The sympathetic and parasympathetic nervous systems control many of the basic functions in the human body. Put simply, the sympathetic nervous system manages our fight or flight response which has evolved to keep us safe from predators and the threats of daily living, while the parasympathetic nervous system is responsible for resting, digesting, and recovery. Difficult breakups activate the sympathetic nervous system as if we were under an actual threat, often resulting in the agitation, lost appetite, and disrupted sleep that many of us feel during breakups.

My recipe for healing is quite simple: pursue activities that reactivate the parasympathetic nervous system. The more time your body spends with its parasympathetic system activated, the easier it will become to return to feelings of rest and relaxation. These periods of calm will help reregulate your nervous system and return it to its normal, pre-breakup rhythms.

To be clear, I don’t want you to avoid the grieving process; your ex may have been precious to you and you’re experiencing a heavy loss. Instead, the idea is to strengthen feelings of wellness and well-being so as to expand your emotional capacity for the normal process of grieving. The better you feel, the easier it will be to move through the healing process and avoid getting stuck. Furthermore, the foundation for calm you build will support the powerful learning experiences that will likely come from ending the emotional attachment with your ex-partner.

Activating the Parasympathetic Nervous System

First I want to highlight activities that activate the parasympathetic nervous system with the least effort. Often during a breakup, we’re depressed and lethargic and have very little initiative. My favorite healing activities are those you simply show up for.

Massage and acupuncture are on the top of my list. Just as the sympathetic nervous system tightens our muscles in preparation to flee from predators, the physical effect of relaxing our muscles shifts the body back into the restful parasympathetic state. Massage also offers the benefit of safe, compassionate human touch. Similarly, the relaxing effect of heat such as a sauna, Jacuzzi, or a hot spring is also very effective.

Perhaps the most powerful practice I’ve used is the hot and cold plunge; in other words, heat up in a Jacuzzi, steam room, or sauna and then move into very cold water. Many urban spas and hot springs offer this. The effect becomes more and more dramatic as you repeat the cycle. Go from hot to cold ten times and your thoughts will literally slow down, especially those of rumination and obsession that prevent us from healing. One of the reasons this method works is that the cold water stimulates the brain to release hormones that help with depression. Soon you may not even remember that you’re feeling upset – I’ve literally experienced the beginning of trance states during repetitive cold plunges.

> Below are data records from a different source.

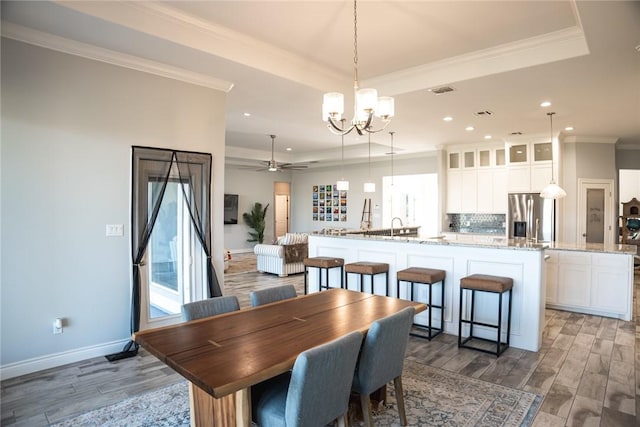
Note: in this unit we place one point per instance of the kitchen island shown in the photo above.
(591, 278)
(521, 261)
(605, 289)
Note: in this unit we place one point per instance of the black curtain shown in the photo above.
(194, 173)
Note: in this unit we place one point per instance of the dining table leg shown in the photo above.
(233, 410)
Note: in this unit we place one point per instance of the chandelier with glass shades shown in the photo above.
(552, 190)
(366, 101)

Another powerful way to shift your nervous system is through group or individual sound healing, or sound baths. During a sound bath, you lie on your back as a practitioner leads a concert using crystal bowls, vocals, and a gong. As practitioner Daniela White describes, “during a sound bath you are bathed in healing vibrations that help you achieve deep states of relaxation, where the brain entrains to the meditative theta state and the body moves into a process of healing and repairing itself.”

I have experienced dramatic shifts from nearly every sound bath I’ve attended. The effect of harmonic and disharmonic vibrational patterns on the brain seems to reset our thinking patterns. If you’d like to experiment at home, try Banzai Lab’s Brainwave app with a pair of headphones, which are required for the full effect.

I’ve also experienced deep effects from diaphragmatic breathwork classes and float tanks but some people may experience anxiety with these techniques. Only try these if you know they’ve worked for you in the past or if you’re feeling relatively well emotionally.

I recognize that not everyone may have the budget or access to these approaches, but there are many other options as well.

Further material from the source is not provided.